この993はアイコード代表である鶴田御大が、ボクに手が届く価格帯の「掘り出しもの」として見つけてきてくれた個体。以前は中古車屋さんで1回車検を通した履歴もあり、きっと売りに出された段階で、雑な磨きが入ったんでしょうねぇ。

ヒロさんいわくボディの至る所にポリッシャーを回した跡が付いており、光に当てるとアチコチ渦巻きみたいになってるとのことでした。それは粗鈑金屋さんやディーラーがよく使う、シングルタイプのポリッシャーと、粗めのコンパウンドによってできた磨き跡。納車したての新車でも、光に当てるとこうした傷があるのは珍しくないそうです。

かたやヒロさんは、ダブルアクションのポリッシャーを使ってます。またそのコンパウンドも、粒子がナノレベルと非常に細かい。ただその分、通常よりも時間が掛かってしまうのだそうです。

さてマイ993は磨き傷こそあるものの、傷の“深さ”はそれほどでもなく、クリア層を少し削るだけで素直な輝きを取り戻せるとのことでした。もっとも、その削り方こそが重要なんですけれどね。

手順としては、まず洗車。ボディの汚れを落としたら古いコーティングを除去して、さらに傷を取る磨きに入ります。そして最後はコーティング剤を塗布して終了。次回にはピッカピカ! な993をお見せできることでしょう。

8万円は磨きで節約できるのか!? リヤガーニッシュは・・・復活できず!!

ところで面白かったのは、磨きの行程で古い汚れが取れて、チッピング(飛び石)の跡が露出してきたことでした。古いクルマを磨くとこうした部分が出てくるのは珍しくなくて、こだわる人だと再塗装なんてことがあるらしいのですが、もちろんボクは見なかったことにしました。

ヒロさん曰く「磨きとは、クリア層を削ること」。だから塗装面まで入った傷は、取れません。むしろ塗装がはげる場合もあるので、今回も深い傷がある所は磨きませんでした。

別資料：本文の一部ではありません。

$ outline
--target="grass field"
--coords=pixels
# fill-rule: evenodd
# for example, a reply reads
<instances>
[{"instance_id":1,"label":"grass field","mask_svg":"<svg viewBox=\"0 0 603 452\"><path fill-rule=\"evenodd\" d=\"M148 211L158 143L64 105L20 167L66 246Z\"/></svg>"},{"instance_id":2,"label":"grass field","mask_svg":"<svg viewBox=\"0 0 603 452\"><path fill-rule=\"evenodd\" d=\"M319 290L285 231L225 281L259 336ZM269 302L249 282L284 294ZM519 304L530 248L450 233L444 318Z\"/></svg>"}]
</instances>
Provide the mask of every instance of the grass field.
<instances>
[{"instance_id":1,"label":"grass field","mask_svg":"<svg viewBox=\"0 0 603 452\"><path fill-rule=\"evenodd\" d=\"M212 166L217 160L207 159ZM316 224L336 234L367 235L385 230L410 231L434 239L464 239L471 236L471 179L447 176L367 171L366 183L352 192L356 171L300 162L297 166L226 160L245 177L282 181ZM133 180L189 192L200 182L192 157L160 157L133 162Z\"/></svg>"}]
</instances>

そしてコーティングは、「ピカピカにするというよりも、塗装を守るもの」。だから「新車時や、塗装を終えた段階でやっておくのがベストです」とのことでした。

ちなみにクレフがPPFのフィルム施工と並んでコーティングを推奨するのは、「タイヤかすやブレーキダストからボディを保護することができる」から。だから走り派にも、コーティングはお勧めなのだそうです。

これぞ高級中古車の洗礼 ヘッドライトユニットの輝きを取り戻せ!

ではそのコーティング、どうやってメンテすればいいのでしょう? 高価なコート剤はテスト上では10年もつと言われているものもありますが、実際大抵は「1年もたない」とのこと(汗)。ヒロさんいわく「自分のコーティングは最大で5年ほど持ちますが、オーナーさんが見て、最初の輝きが失われたなぁ・・・と思ったときがリペアどきですね」とおっしゃっていました。

また普段のメンテは、なるべく柔らかい素材で洗うこと。タオルは使い込むと硬くなるので、こだわるならセームか素手(!)がいいそうです。

そして最大の敵は「ウォータースポット」。雨は酸性が強く、陽が射すとレンズ効果で塗装面を焼いてしまう。コーティングすればボディの汚れは簡単に落とせるようになるけれど、ウォータースポットとホイールに付いた鉄粉だけは、後からはどうにもできないとのことでした。

鉄粉の話もしたいのですが、誌面も尽きてきたのでそれはまた次回に話しましょう。しかし、ワタクシ今まで走ることばかりに夢中で、磨きなんて単なる贅沢だと思っていたので、目からウロコなことばかりでした。

愛車がきれいになっていくのを見るって、とても楽しいですね!

REPORT/山田弘樹(Kouki YAMADA)
PHOTO/山田真人(Makoto YAMADA)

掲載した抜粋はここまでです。